A Beijing-based medical cloud provider, Linking Med, has obtained a Class III type license from China’s regulatory bureau for its cloud product, AiContour.
"Change is the law of life. And those who look only to the past or present are certain to miss the future." John F. Kennedy Image: Credit to Sebastian Pichler on Unsplash
In August this year the National Medical Products Administration (NMPA) issued a Class III type license to Linking Med (连心医疗), a Beijing-based medical-cloud company that focuses on the processing of oncological medical images. The licensing will facilitate the company’s commercialization of its cloud solution.
The first-of-its-kind license is of enormous importance, since it brings the possibility for the other AI-and cloud-driven medical companies to monetize their products.
The company’s cloud solution, which was licensed by the NMPA, has already landed in more than 50 hospitals, serving over 2,000 people per week; since the license was obtained, the cloud-provider has been negotiating the price with hundreds of hospitals, according to VCbeat, a Chinese media organization.
NMPA, the regulatory department responsible for the permission and licensing of Class III-type products, took over the duty from the China Food and Drug Administration (CFDA) in 2018, after a major regulatory update by China’s State Council in 2018 that merged the CFDA and several other departments into the NMPA. From 2018 onwards, NMPA has been the official entity that directly reports to the State Council.
The medical cloud provider has been generating its revenue from third-party services to the hospital’s radiotherapy departments in China. Since the country has structural problems in cancer treatment that are due to excess demand on very scarce resources, medical cloud and remote consultation have been showing potential as one of the best integrated solutions to the problem, which is Linking Med’s focus. (Check out this in-depth article on China’s structural problems in healthcare).
Linear Capital (线性资本) backed health-tech company’s licensing success is good news for the rest of the industry, especially for those who have a medical cloud system that is supported by machine learning and AI. Founded in early 2016, VoxelCloud (体素科技) is one of those companies who provide intelligent cloud systems. Yet another example is 12Sigma (图玛深维), a Jiangsu-based Medical AI developer known for its lung and breast cancer-related MI diagnosis product.
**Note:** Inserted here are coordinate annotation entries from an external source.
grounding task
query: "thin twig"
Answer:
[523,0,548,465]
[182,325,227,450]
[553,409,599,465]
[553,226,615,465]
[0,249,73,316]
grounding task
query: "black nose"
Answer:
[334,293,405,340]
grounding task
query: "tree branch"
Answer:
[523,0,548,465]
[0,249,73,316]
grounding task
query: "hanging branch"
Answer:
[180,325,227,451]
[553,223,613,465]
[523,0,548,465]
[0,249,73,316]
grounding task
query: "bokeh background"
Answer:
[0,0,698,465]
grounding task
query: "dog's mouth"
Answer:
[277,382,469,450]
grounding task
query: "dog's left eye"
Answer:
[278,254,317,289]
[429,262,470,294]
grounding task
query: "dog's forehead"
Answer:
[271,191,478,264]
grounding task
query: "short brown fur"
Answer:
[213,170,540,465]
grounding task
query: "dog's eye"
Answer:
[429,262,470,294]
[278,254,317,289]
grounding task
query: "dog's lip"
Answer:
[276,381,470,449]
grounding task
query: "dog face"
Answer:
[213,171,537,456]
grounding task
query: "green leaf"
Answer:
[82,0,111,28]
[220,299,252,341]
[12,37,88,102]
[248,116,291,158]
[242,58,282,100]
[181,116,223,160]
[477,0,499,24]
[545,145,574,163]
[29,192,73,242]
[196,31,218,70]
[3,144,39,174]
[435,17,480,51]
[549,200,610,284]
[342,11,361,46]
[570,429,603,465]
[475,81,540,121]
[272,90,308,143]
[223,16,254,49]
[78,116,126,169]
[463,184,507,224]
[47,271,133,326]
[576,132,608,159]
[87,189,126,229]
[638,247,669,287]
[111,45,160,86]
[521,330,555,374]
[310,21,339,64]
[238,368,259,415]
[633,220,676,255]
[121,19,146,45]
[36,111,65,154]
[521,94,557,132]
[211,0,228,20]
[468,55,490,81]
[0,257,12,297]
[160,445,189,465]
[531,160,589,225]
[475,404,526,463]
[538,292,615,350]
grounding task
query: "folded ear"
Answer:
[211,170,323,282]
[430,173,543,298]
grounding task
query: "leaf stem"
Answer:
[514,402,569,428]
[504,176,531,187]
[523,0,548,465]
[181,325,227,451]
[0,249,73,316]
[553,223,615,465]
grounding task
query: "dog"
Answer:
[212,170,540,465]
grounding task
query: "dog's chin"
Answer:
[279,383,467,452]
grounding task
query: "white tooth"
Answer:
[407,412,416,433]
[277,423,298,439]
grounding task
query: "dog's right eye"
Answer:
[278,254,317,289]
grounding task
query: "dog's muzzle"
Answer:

Several industry experts have argued that ‘Chinese regulators will not provide a Class III-type of license to any AI-driven medical product in the short-term,’ yet this licensing event shows that the regulators in China are not as ‘conservative’ as some expected. Indeed, it may be just be a beginning for the entire IT and big data-driven healthcare services scene in China.
“2019 may be a heaven for monetization in China’s medical AI scene,” once said the CEO of deepwise to EqualOcean. Perhaps he is right in his optimism.